Earlier I said most counties do not have a crisis walk-in clinic, and that is true. What they do have, almost everywhere, are the component parts of one. Nobody has assembled them for you, which is the system’s failure, not yours. The barrier in this country is rarely that nothing exists. It is that nobody told you what does.
- Veterans Crisis Line: 988, press 1, or text 838255.
- SAMHSA helpline: 1-800-662-HELP. Crisis Text Line: text HOME to 741741.
- Most Employee Assistance Programs cover several free counseling sessions you may not know your job offers.
- Many community mental health centers see patients on sliding scales.
- Federally qualified health centers integrate mental health into primary care and bill on a sliding scale.

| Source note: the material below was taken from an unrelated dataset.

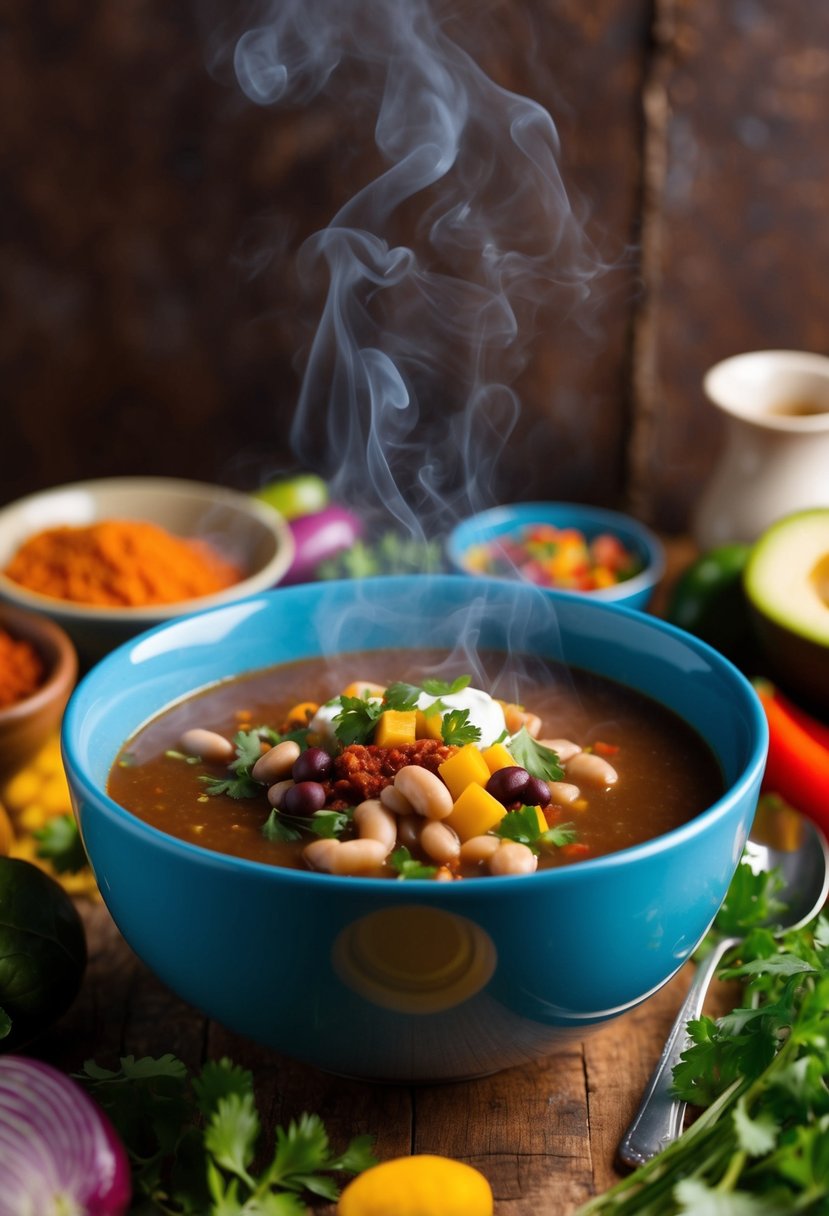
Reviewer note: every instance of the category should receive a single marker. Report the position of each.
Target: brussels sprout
(43, 952)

If cost is the wall you keep hitting, one of these is almost certainly the door.
The Bottom Line
IF YOU ARE reading this and recognizing yourself, or recognizing your brother, your father, your buddy from the unit, your coworker who stopped showing up to things, here is what I want you to take from 40 years of frontline work in more than 110 countries. The men who survive a hard chapter are not the ones who toughed it out alone. They are the ones who let one other person in, took one step toward help, and put time and distance between themselves and the most lethal options in their environment. None of that requires a perfect system. All of it is available today.
We will keep building the clinics, the crisis lines, the integrated care models, and the policy infrastructure that should have existed a generation ago. That is my job. Your job, this month, is smaller and more urgent. Make the call. Take the appointment. Move the gun. Pick up when your friend calls. Be the friend who calls.